This is what is hitting the rand right now – keeping South Africans up at night

 ·17 May 2024

The volatility of the South African rand increases pressure on household finances in South Africa, but only a fraction of the population actually understands what impacts the rand’s performance.

According to Citadel Glodal’s Bianca Botes, the rand’s volatility against the US dollar and other major currencies keeps many South Africans awake at night.

Despite strengthening over the last few days, the rand is still trading above R18.00/$.

USD/ZAR (Source: Google)

The rand is firstly severely impacted by geopolitical events and global economic trends.

“How well the USD performs and how it impacts the value of the ZAR is greatly impacted by factors such as the US employment figures, inflation rates and gross domestic product (GDP) data, pronouncements by the US Federal Reserve (Fed),” said Botes.

For instance, expectations of a US interest rate cut will boost the rand, as investors will look to other riskier markets (higher interest rates) for improved returns.

“Locally, South Africa’s trade balance, GDP, inflation levels, unemployment figures, and guidance from the South African Reserve Bank about monetary policy.”

“We are also closely watching the impact of the continuous tight monetary policy over the past two years around the world, and the anticipation of central banks moving to a looser stance.”

Moreover, global events seriously impact investors’ risk appetites, commodity prices, trade relationships’ stability, existing exchange rates, and the asset classes investors turn to as safe havens.

Economic indicators that look at economic stability, fiscal health and monetary policy credibility are especially important during volatile periods, such as the one that we are currently experiencing.
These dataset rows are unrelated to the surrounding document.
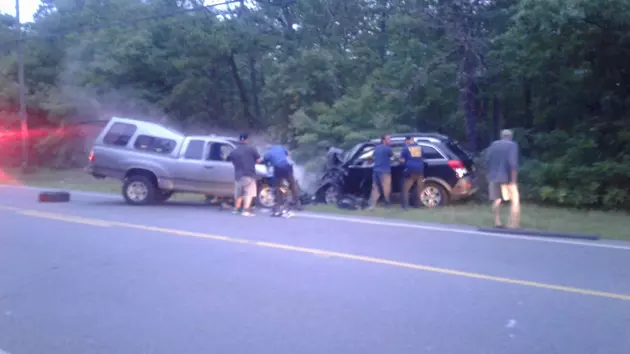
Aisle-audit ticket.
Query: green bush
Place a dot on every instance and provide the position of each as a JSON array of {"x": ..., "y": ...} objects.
[{"x": 571, "y": 170}]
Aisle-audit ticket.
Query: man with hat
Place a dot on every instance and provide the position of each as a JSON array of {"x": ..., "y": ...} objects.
[{"x": 244, "y": 158}]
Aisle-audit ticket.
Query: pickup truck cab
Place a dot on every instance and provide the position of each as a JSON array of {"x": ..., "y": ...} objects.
[{"x": 153, "y": 162}]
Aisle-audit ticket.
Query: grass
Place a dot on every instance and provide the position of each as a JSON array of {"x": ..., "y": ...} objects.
[{"x": 612, "y": 225}]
These factors all influence currency market dynamics.

“One crucial economic indicator that is easily overlooked is trade balance data. The trade balance reflects the difference between a country’s exports and imports of goods and services,” said Botes.

A positive trade balance (surplus) occurs when exports exceed imports, which leads to increased demand for a country’s currency as foreign buyers need the currency to purchase goods and services, and , in turn, strengthening the currency.
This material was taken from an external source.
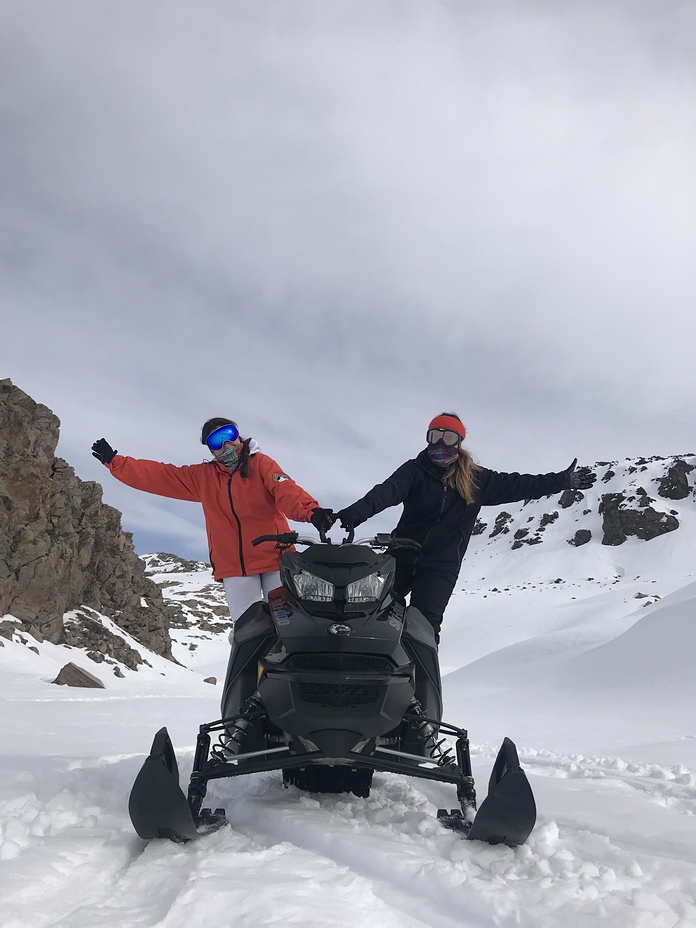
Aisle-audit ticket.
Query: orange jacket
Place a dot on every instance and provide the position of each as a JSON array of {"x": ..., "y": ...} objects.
[{"x": 237, "y": 509}]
A negative trade balance (deficit) occurs when imports exceed exports and puts downward pressure on the country’s currency as more of it is sold to buy goods and services, resulting in currency depreciation.

“Currency trading requires preparation, analysis, and swift decision-making. A key part of the process is interpreting and reacting to economic data releases in real-time,” added Botes.

In the future

In the coming months, Botes said the current heightened levels of geopolitical uncertainty are likely to be sustained.

This will not just be from military conflicts, such as the Russia-Ukraine war and the conflict in Palestine, but also from a trade relations perspective.

She also believes that advancements in technology, including AI, the growing popularity of currencies, and the increased focus on environmental, social, and governance (ESG) factors will all affect currency trading in the medium—to longer-term.